Chelsea: I know! I wish I could just be on the plane right now!

* * *

Six weeks later Matt looks up into the night sky. Somewhere up there Chelsea is in a plane racing towards him.

He’s alone on the roof of the Envoy Hostel in Phnom Penh, looking for the stars hidden behind a haze of light pollution from the erratically lit Cambodian capital city.

He turns around when a shuffling of feet and creaking of metal-in-cement lets him know someone else is coming up the stairs behind him.

“You mind if I smoke?” the motherly, middle-aged woman asks in an American accent and comes to stand next to him at the roof patio railing.

“Nah, go ahead.” Few of his friends back home smoke cigarettes, but out here, out with travelers it’s the norm for people to light up.

“Nah,” he says again when she offers him the pack. “I don’t smoke.”

Diane smiles to herself. “Not many of you kids do these days. Good for you! How old are you?”

He tells her.

“Ah, I liked my twenties,” sage nodding, “but I loved my thirties and forties.” She’s fifty-eight. “And my fifties are shaping up to be even better. But I remember being your age.”

“Yeah?”

“Oh sure, I’m not so old that I’m senile!” A playful half-shove. “It felt like the world was changing so fast. Kennedy got shot when I was a kid, right on TV. Everyone was so frightened and angry. And then the Cold War and Vietnam. We were protesting, sit-ins, the whole nine yards. Everything was changing so fast. But nowadays? Hoo!” She takes a drag, shaking her head and looking out onto the city. “Nowadays things change fast. I don’t mind, I’m used to it already, but it’s so much faster now.”

She sees Matt nodding politely, but a bit distracted. “Ah listen to me, I must be boring you.”

“No, no, not at all!” He looks pained. “I like hearing about it, but I came up here to think and I’m just thinking about my girlfriend, she’s coming out tomorrow. Less than twenty-four hours now–after waiting for over two months. It’s tough, being apart for so long.”

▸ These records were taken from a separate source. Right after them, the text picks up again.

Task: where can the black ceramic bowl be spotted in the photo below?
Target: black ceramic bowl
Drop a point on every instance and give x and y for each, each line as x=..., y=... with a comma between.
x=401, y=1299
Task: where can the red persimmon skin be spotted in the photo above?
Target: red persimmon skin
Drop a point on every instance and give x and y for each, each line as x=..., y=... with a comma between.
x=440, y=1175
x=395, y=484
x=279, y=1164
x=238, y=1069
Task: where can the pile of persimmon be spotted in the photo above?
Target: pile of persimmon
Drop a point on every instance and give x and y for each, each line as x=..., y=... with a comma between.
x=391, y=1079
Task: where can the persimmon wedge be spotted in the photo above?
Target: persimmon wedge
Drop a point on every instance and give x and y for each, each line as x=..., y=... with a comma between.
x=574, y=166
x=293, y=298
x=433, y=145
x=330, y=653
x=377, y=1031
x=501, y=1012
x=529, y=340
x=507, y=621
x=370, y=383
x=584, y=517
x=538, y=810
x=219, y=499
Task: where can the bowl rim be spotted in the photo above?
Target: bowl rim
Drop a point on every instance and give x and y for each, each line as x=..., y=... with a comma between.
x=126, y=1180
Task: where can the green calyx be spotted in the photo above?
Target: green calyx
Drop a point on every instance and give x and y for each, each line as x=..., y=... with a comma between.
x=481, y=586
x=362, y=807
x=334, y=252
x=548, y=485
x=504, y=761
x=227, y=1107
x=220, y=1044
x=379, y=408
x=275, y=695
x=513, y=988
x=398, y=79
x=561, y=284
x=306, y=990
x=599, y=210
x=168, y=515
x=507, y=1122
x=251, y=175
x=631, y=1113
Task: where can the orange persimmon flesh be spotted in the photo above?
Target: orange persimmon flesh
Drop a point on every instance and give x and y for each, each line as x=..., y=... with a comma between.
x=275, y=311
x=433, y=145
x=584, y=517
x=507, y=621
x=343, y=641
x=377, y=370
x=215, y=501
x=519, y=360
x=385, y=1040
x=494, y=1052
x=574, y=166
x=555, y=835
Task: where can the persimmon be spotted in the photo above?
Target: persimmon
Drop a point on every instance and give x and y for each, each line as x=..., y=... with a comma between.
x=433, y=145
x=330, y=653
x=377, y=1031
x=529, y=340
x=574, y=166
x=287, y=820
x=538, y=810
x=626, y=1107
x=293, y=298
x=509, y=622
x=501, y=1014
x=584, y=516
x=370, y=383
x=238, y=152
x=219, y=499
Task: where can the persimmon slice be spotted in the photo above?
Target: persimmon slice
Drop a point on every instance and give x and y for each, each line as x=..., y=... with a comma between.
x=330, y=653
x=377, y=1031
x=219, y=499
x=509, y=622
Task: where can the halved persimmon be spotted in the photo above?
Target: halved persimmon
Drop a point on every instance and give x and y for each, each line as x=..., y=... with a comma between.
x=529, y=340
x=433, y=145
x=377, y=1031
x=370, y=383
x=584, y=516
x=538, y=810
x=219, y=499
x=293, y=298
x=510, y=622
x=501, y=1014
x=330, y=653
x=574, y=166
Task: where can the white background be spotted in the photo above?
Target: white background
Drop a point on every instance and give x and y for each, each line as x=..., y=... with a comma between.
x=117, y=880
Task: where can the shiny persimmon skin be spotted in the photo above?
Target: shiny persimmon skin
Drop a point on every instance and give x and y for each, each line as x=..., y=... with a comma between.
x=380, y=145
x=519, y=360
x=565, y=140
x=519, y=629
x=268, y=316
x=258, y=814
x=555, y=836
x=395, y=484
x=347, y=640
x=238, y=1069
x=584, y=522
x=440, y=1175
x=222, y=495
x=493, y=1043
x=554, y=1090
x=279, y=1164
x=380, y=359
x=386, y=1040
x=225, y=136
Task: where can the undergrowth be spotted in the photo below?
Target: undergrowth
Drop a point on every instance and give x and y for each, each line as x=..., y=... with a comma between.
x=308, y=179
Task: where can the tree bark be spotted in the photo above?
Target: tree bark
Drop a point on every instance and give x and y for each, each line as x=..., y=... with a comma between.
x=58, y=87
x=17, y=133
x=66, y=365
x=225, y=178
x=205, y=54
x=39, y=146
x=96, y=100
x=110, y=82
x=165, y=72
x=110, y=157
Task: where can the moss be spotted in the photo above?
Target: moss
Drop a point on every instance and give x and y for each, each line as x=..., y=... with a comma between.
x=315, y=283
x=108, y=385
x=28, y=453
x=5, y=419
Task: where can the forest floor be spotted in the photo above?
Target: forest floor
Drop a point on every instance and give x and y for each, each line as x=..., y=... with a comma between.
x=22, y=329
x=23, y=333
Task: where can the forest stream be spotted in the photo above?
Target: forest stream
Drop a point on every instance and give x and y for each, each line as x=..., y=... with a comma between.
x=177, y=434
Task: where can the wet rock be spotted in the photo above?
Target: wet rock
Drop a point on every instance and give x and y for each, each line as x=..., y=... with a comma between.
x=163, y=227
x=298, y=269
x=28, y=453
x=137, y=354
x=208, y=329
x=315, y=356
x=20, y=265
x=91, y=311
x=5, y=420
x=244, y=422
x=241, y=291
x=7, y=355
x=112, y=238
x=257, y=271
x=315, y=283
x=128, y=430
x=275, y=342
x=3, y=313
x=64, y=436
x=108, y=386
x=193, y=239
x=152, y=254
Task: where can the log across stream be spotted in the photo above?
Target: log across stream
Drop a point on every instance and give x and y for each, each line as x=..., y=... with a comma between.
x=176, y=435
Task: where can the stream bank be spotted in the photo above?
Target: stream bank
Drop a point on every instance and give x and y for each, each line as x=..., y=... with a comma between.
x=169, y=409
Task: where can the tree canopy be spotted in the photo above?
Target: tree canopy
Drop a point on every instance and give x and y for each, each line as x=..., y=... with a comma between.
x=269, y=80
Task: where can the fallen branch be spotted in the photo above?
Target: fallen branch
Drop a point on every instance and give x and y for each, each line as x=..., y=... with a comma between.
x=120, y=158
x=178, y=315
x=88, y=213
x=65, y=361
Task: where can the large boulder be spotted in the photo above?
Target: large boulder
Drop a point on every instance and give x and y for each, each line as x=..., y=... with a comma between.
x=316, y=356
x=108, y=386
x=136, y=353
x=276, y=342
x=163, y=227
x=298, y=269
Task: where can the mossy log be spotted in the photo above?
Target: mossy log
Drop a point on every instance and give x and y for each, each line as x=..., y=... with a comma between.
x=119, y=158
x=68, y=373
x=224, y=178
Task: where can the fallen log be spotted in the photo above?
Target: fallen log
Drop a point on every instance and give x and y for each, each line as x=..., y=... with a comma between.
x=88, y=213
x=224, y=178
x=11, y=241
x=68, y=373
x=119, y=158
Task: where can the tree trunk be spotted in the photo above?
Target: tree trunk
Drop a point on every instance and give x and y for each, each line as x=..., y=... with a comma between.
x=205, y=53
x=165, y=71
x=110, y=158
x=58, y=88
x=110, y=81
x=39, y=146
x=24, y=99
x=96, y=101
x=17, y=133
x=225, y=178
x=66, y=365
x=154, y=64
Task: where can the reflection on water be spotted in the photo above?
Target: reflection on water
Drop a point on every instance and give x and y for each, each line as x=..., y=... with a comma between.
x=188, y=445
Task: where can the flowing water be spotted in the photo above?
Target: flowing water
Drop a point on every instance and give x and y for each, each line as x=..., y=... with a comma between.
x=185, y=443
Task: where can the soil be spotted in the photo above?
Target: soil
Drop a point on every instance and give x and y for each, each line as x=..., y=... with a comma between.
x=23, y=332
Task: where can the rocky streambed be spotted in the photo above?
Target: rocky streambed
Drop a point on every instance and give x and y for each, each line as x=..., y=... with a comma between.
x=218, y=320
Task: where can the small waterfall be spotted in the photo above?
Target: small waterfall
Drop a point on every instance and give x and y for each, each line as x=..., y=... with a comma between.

She agrees. “But if it’s good, it’ll all work out.”

He looks down at her hand and finds the wedding ring. “Were you ever apart from your husband–husband?” No reason to be heteronormative, but she nods so he keeps going. “For so long?”

“Ah, we spent our first anniversary on opposite sides of the globe, if you’d believe it. I was in Japan teaching, and he was back in the States.”

“That’s impressive.”

“Oh sure. And even after that, through the marriage, sometimes we didn’t see each other for more than a month or two total in any given year. We had so much we wanted to do and didn’t want to give it up or have the other give up their dreams. And it was tough sometimes, but it stayed strong and we kept it up and raised a family.” She raises some fingers. “Three girls, all about your age or older.”

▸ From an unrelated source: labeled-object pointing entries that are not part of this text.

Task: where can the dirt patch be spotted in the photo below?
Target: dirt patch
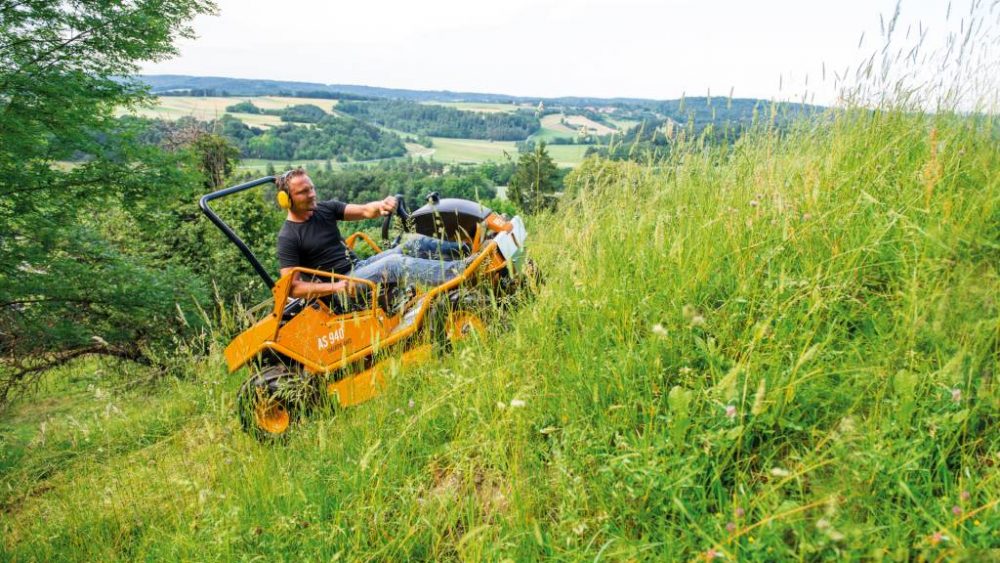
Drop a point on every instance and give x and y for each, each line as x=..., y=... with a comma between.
x=450, y=484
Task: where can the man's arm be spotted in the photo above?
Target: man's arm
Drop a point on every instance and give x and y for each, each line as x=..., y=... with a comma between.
x=372, y=210
x=302, y=288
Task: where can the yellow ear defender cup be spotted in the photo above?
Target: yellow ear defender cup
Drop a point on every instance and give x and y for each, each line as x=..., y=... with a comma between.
x=284, y=200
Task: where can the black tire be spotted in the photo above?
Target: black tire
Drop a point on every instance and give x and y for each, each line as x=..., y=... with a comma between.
x=271, y=400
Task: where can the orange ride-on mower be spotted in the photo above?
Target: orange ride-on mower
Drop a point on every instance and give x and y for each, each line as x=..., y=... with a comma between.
x=346, y=346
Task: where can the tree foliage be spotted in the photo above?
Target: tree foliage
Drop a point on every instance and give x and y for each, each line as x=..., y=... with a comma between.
x=535, y=181
x=67, y=287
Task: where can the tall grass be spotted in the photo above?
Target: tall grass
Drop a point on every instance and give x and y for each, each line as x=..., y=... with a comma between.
x=787, y=349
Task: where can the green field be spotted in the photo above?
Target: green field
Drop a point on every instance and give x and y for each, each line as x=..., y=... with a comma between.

They chat a bit longer, but eventually the cigarette burns down, and then the next, and Diane has to go inside and get some sleep. She has an early day with her husband to visit the temples and palaces and so on. “Now we have all the time in the world for each other.” She gives a smile and a farewell.

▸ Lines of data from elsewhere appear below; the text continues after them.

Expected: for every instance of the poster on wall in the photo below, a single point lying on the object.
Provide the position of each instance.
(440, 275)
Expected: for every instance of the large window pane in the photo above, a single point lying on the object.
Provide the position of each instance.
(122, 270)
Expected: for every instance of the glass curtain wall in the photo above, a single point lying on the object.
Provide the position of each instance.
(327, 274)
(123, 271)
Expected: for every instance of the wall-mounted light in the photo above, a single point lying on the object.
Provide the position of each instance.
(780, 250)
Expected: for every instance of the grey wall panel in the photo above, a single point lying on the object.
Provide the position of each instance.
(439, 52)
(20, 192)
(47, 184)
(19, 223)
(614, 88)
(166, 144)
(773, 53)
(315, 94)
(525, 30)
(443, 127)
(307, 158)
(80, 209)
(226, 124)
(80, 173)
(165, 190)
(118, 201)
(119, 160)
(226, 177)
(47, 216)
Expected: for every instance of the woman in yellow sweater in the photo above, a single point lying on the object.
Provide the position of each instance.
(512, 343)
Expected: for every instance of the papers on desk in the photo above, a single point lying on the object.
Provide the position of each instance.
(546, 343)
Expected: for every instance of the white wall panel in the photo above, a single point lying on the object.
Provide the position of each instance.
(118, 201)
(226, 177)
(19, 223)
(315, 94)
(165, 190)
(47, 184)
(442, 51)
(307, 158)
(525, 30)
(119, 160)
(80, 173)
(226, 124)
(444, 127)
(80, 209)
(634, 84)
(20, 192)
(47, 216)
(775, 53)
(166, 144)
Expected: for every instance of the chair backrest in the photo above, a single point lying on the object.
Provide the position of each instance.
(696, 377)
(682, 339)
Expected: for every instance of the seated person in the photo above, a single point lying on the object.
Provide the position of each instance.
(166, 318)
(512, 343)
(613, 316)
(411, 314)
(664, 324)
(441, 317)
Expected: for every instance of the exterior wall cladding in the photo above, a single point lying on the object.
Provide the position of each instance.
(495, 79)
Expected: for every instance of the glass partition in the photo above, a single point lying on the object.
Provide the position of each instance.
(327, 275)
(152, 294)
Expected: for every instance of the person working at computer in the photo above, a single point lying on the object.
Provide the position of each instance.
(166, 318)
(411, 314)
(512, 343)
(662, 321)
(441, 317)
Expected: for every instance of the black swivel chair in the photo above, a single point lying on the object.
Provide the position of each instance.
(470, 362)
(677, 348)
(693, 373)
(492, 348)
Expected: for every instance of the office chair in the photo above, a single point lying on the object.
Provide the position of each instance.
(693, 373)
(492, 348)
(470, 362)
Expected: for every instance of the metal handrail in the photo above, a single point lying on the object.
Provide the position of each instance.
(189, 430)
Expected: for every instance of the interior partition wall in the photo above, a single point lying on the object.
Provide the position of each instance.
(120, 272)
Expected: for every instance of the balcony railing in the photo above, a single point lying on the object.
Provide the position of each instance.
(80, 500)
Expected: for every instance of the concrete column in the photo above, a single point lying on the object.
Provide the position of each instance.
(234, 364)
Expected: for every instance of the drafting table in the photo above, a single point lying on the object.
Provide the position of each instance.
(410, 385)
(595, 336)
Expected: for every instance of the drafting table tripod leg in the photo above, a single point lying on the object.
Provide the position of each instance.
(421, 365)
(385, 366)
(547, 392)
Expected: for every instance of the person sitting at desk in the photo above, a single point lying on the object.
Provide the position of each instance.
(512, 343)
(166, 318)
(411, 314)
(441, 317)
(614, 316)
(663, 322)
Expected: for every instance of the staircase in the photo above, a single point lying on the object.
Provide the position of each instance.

Matt turns back to the sky and the city. Diane had said that things change fast, but they can’t change fast enough for him right now. He checks the cheap Casio wristwatch he picked up on Amazon for the trip. It’s been holding up perfectly. The blocky black-on-green numbers read past midnight now, November 15. Today’s the day! Only twelve hours or so.

A year apart? That woman must be crazy! It’s been less than a quarter of that and he’s missed Chelsea tremendously. And then in two more weeks she goes home and he has to wait another two months for her to come out and travel ‘full-time’. That wait is something he certainly won’t find himself missing.

Just kidding on A Winter’s Tale. Seriously, it has to be one of the the worst movies ever made. But maybe if it was a drinking game…?

Us, pre-travel

Chelsea and Matt, all dolled up for a wedding and the last time he shaved before his trip.

Us, traveling

Chelsea and Matt again, this time in Phnom Penh. Three months of no shaving.

An extremely common street vendor

One of the hundreds of vendors lining streets and alleys, selling things from fish to vegetables to knock-off goods to TV remotes.

Huge prawns

Also common in Southeast Asia, huge fucking prawns grilled and served with their shells and heads still on.